•Presidency kicks over proposed timelines
From Fred Itua, Abuja
A new legislation that will make provisions for stiff penalties, including impeachment of the president, over non-implementation of national budgets, is being considered in the National Assembly.
The proposed bill, which is being given accelerated hearing by federal lawmakers, also gives specific timelines for the preparation, consideration and enactment of national budgets.
The bill made it clear that lack of sufficient and comprehensive regulatory framework have become serious obstacles to the budget process in Nigeria.
However, the Presidency has kicked against the bill.
In its reaction, yesterday, the presidency described planned imposition of penalties as unrealistic and noted that implementation of the national budget is based on availability of funds.
Senior Special Assistant to the President on National Assembly Matters (Senate), Senator Ita Enang, said this at an interactive stakeholders’ meeting organised by the National Institute for Legislative Studies (NILS), in Abuja, yesterday.
Senator Enang also said since “the budget is a mere statement of expectation, it would be difficult to sanction anybody for not implementing it.”

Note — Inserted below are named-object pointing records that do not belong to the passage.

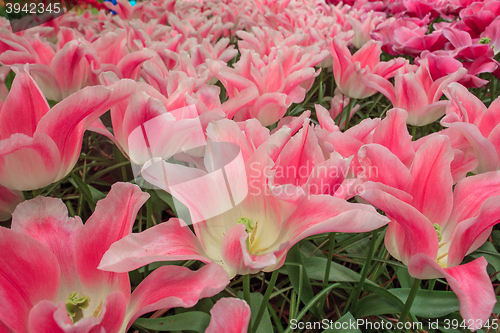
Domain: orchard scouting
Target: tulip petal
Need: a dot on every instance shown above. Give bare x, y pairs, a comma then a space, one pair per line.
29, 273
28, 163
171, 240
432, 182
470, 282
230, 315
173, 286
47, 221
417, 234
112, 220
24, 107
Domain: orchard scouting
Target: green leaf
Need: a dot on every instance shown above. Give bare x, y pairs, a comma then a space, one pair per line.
167, 198
343, 325
8, 80
193, 321
83, 189
295, 257
490, 253
427, 303
265, 325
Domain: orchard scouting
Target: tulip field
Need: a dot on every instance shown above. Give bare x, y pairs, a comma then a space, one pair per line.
249, 166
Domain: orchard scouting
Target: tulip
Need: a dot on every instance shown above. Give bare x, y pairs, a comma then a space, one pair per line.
416, 92
250, 206
349, 70
40, 145
433, 230
50, 281
229, 315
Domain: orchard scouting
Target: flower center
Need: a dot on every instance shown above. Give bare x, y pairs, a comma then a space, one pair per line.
252, 240
76, 303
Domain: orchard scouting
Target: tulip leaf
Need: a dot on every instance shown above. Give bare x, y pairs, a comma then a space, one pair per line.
298, 276
190, 321
427, 303
343, 325
9, 79
488, 251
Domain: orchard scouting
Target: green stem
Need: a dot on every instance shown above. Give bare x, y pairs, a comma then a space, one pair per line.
246, 295
364, 273
265, 300
431, 284
409, 302
352, 102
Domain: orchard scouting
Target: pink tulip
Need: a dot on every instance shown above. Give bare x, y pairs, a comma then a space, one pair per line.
434, 229
363, 25
416, 92
474, 126
143, 128
8, 201
229, 315
386, 31
61, 289
277, 192
39, 145
349, 70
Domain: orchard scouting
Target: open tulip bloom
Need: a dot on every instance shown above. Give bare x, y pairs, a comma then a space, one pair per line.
267, 209
49, 279
40, 145
433, 229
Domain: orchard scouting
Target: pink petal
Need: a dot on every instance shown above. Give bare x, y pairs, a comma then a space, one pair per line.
380, 84
470, 282
28, 163
431, 186
47, 221
24, 107
171, 240
129, 64
269, 108
66, 122
29, 273
112, 220
49, 318
173, 286
318, 214
473, 232
380, 165
236, 257
229, 315
490, 118
298, 158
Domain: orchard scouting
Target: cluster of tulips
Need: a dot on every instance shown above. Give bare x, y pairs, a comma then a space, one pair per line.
259, 123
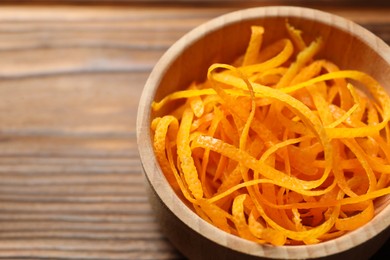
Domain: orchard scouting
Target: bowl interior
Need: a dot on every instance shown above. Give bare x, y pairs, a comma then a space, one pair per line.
222, 40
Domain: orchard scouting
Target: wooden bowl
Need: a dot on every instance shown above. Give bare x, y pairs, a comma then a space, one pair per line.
221, 40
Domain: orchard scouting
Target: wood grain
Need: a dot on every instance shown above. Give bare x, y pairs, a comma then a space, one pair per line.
71, 185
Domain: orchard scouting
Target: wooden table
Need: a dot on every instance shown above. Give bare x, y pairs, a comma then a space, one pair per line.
71, 184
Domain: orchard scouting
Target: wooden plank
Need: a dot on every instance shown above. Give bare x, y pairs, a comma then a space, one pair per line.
71, 184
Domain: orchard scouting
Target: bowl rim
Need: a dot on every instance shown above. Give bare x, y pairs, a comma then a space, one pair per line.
155, 176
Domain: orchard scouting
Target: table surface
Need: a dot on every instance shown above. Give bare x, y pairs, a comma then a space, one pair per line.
71, 183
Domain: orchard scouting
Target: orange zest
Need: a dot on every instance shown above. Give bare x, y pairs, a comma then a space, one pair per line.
282, 147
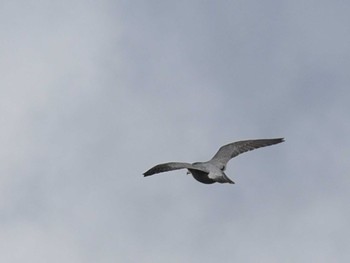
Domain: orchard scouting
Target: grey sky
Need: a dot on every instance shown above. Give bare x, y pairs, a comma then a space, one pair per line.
95, 93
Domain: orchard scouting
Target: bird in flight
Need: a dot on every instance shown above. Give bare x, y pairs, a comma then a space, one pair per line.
213, 171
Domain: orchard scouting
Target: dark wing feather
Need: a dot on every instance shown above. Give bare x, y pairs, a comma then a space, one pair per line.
165, 167
227, 152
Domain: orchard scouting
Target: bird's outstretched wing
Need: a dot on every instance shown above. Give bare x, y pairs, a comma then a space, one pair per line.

Section 33 of the proposed bill states that anybody found to have breached any of the budget processes would be deemed to have committed an act of misconduct.
Sanctions provided in section 35 of the bill, against any public officer, legislator, or civil servants found to have committed such acts of misconduct include impeachment, suspension from office, written warning, removal of chairmanship of committee and termination of employment.

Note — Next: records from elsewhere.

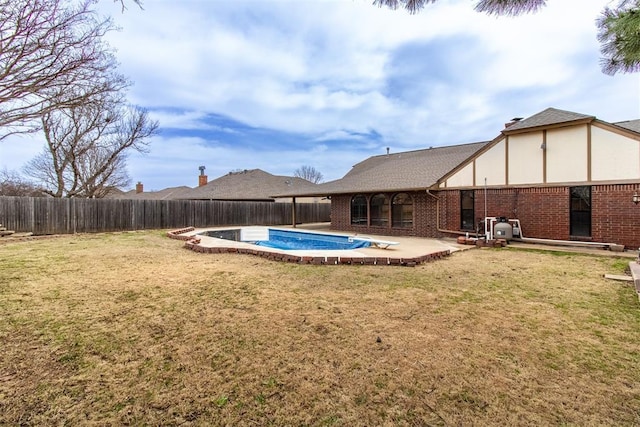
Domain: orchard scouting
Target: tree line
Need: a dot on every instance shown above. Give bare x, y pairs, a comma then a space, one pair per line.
59, 78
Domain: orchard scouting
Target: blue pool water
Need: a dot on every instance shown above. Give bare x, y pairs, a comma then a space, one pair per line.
295, 240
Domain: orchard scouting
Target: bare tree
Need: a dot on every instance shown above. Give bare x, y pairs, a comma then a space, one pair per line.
87, 145
309, 173
617, 27
52, 56
12, 184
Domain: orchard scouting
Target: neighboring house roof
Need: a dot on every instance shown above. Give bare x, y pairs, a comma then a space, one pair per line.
409, 170
633, 125
252, 184
166, 194
548, 117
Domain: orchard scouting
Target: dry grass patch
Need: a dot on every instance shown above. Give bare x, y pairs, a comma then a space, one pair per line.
131, 329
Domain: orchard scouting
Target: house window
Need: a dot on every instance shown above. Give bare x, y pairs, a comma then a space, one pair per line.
467, 211
359, 210
402, 210
580, 211
380, 210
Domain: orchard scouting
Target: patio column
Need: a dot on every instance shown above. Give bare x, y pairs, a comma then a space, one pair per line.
293, 211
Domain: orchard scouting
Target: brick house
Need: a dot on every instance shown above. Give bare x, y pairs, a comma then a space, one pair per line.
563, 175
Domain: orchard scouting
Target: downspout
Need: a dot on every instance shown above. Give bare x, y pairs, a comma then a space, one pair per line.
442, 230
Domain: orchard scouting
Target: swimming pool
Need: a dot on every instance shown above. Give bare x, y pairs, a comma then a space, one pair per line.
288, 239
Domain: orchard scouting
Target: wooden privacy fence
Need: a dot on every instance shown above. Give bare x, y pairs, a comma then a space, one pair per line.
42, 215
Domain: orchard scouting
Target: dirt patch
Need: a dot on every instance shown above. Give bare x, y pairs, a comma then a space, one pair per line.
131, 328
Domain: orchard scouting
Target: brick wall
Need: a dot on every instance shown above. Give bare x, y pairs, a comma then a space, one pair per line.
424, 217
543, 213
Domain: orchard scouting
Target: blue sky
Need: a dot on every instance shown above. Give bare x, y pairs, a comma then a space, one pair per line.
278, 84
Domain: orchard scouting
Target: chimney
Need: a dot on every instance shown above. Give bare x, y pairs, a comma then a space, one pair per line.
202, 178
512, 122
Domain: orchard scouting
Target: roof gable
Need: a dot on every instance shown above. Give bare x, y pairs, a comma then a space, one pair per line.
404, 171
632, 125
548, 117
254, 184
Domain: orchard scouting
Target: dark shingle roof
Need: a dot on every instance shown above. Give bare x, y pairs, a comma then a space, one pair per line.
410, 170
548, 117
633, 125
252, 184
166, 194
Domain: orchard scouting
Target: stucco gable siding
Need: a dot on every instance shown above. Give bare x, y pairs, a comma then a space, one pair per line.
567, 154
614, 156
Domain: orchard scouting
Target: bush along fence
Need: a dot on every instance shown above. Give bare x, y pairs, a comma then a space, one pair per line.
42, 215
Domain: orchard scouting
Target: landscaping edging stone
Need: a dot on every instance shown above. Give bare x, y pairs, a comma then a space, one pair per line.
193, 243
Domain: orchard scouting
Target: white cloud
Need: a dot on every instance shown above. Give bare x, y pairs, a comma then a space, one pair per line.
331, 70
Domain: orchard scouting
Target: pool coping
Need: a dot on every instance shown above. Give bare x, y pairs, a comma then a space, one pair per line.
417, 253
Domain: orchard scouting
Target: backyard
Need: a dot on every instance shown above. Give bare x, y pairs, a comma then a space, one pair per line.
130, 328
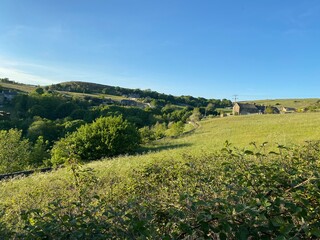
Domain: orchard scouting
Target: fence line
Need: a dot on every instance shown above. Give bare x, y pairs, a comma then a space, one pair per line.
24, 173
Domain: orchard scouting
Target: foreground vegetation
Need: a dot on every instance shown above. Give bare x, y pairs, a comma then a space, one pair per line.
187, 188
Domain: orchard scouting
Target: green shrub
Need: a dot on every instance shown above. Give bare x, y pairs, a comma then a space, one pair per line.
106, 137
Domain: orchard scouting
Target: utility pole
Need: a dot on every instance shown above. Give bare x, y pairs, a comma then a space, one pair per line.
235, 98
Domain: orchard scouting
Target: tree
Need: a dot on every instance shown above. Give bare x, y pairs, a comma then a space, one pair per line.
196, 115
14, 151
175, 129
106, 137
39, 90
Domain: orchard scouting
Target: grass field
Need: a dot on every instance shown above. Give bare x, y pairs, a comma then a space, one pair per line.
294, 103
19, 87
37, 191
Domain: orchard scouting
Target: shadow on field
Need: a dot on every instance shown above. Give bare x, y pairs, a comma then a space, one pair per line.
157, 148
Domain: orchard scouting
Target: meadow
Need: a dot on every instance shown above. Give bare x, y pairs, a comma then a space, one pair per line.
161, 190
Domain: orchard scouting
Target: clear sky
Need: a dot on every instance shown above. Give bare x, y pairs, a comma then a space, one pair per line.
210, 48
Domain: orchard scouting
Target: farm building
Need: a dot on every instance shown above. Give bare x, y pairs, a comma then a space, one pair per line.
247, 108
7, 95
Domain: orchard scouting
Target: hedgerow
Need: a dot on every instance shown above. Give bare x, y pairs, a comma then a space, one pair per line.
233, 194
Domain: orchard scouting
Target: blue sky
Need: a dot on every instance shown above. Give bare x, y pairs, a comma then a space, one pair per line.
210, 48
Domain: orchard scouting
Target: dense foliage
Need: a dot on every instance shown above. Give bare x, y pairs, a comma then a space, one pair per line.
105, 137
233, 194
14, 151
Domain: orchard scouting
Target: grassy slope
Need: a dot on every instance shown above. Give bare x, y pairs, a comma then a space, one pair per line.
19, 87
295, 103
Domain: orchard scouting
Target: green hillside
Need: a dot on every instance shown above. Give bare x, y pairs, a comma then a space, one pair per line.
293, 103
171, 178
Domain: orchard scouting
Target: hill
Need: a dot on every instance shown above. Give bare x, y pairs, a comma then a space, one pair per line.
292, 103
182, 182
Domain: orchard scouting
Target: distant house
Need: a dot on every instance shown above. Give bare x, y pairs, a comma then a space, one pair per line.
247, 108
4, 115
287, 110
7, 96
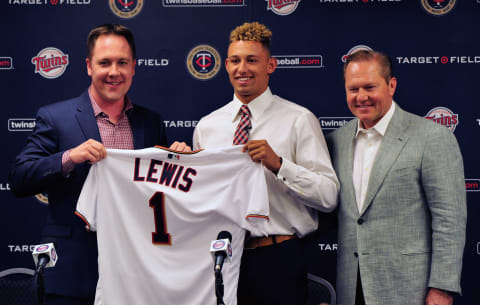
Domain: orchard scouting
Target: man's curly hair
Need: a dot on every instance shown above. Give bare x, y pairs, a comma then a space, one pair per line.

The section also lists such “acts of misconduct to include failure to implement a budget project, where appropriated funds are available to implement such project; failure to take reasonable care or necessary steps to ensure that there is compliance with this law by one’s institution, colleagues or subordinates; non-compliance with the budget process calendar; refusal to carry out official duty and as incapacitated or prevent another official, public servant or civil servant from discharging his function under this bill.”
The new legislation made it clear that “a person who, without lawful authority or approval given in accordance with this Bill alters or otherwise tampers with the report of a committee or sub committee, with intent to mislead or gain an advantage or benefit, commits an offence.”

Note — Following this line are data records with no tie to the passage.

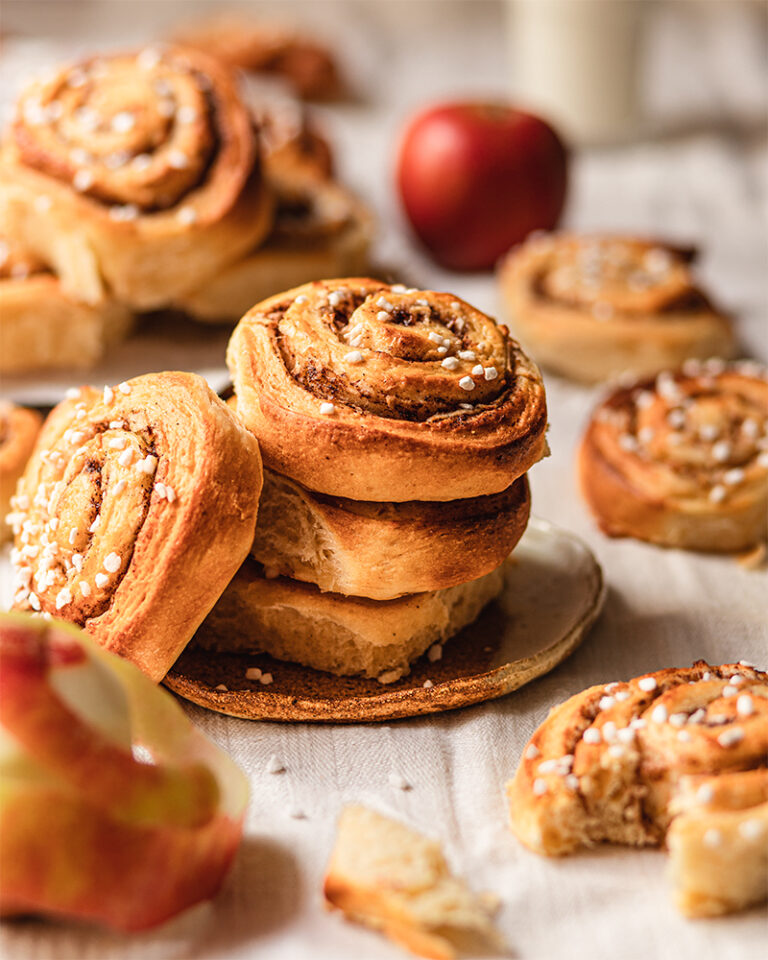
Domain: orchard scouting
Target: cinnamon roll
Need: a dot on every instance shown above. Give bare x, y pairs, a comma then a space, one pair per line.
682, 460
594, 307
346, 636
384, 550
359, 389
678, 754
19, 428
135, 511
41, 327
134, 175
320, 230
268, 48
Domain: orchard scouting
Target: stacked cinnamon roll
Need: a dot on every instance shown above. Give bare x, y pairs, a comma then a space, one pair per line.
131, 181
396, 426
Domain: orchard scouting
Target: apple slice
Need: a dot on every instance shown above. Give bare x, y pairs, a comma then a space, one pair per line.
113, 807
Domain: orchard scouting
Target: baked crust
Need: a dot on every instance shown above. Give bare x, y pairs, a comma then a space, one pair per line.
358, 389
682, 460
677, 754
270, 48
134, 512
393, 879
384, 550
134, 176
19, 428
347, 636
330, 237
41, 327
595, 307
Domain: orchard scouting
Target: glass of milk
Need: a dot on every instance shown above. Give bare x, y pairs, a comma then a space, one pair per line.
576, 63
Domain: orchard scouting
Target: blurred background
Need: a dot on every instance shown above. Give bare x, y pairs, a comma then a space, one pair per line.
663, 102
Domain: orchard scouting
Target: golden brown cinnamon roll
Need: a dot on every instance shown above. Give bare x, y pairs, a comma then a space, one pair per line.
384, 550
19, 428
678, 754
682, 460
135, 511
41, 327
595, 307
135, 175
347, 636
359, 389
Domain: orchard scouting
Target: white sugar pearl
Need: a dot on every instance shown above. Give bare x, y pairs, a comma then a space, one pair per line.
123, 122
178, 160
82, 180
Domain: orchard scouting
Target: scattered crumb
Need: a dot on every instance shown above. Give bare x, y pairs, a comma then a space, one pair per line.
753, 559
398, 782
274, 765
389, 676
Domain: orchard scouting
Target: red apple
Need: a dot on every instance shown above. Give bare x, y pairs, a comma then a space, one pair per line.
477, 178
87, 829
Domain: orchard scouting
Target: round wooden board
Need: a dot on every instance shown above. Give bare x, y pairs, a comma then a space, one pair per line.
553, 593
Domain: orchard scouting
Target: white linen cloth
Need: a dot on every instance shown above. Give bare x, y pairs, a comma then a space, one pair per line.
663, 607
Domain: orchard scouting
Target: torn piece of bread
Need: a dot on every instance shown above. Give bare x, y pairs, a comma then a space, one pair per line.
386, 876
348, 636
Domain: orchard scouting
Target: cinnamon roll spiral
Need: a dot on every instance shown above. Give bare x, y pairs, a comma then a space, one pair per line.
135, 511
622, 761
360, 389
135, 174
682, 460
19, 428
595, 307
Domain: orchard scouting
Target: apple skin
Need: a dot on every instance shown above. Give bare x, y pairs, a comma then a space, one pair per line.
476, 178
87, 830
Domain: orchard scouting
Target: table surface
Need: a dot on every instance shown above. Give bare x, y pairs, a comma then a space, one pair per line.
708, 185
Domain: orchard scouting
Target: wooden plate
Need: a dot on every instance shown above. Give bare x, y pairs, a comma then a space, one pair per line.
552, 594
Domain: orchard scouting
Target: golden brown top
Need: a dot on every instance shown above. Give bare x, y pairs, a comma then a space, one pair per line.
608, 276
701, 432
141, 132
17, 263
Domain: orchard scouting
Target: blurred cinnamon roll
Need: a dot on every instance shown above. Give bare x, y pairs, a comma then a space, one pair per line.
682, 460
41, 327
320, 228
594, 307
307, 66
359, 389
134, 176
134, 512
676, 755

It also stated that “a person who unlawfully provides, offers, solicits or accepts anything of value for a direct or indirect benefit.
“A person who takes any action, expresses or indicates illness to take an action for the purpose of intimidating or harming socially, financially or otherwise, any person wholly or partly for the purpose of influencing a decision on the budget process or the use or expenditure of any public money commits an offence,” the bill added.
The proposed law equally stated that the budget should be submitted to the National Assembly, by the president not later than first week of September while it should be passed into law not later than second week of December.
The president, according to the purposed law, should assent to the bill not later than December 30 of the same year.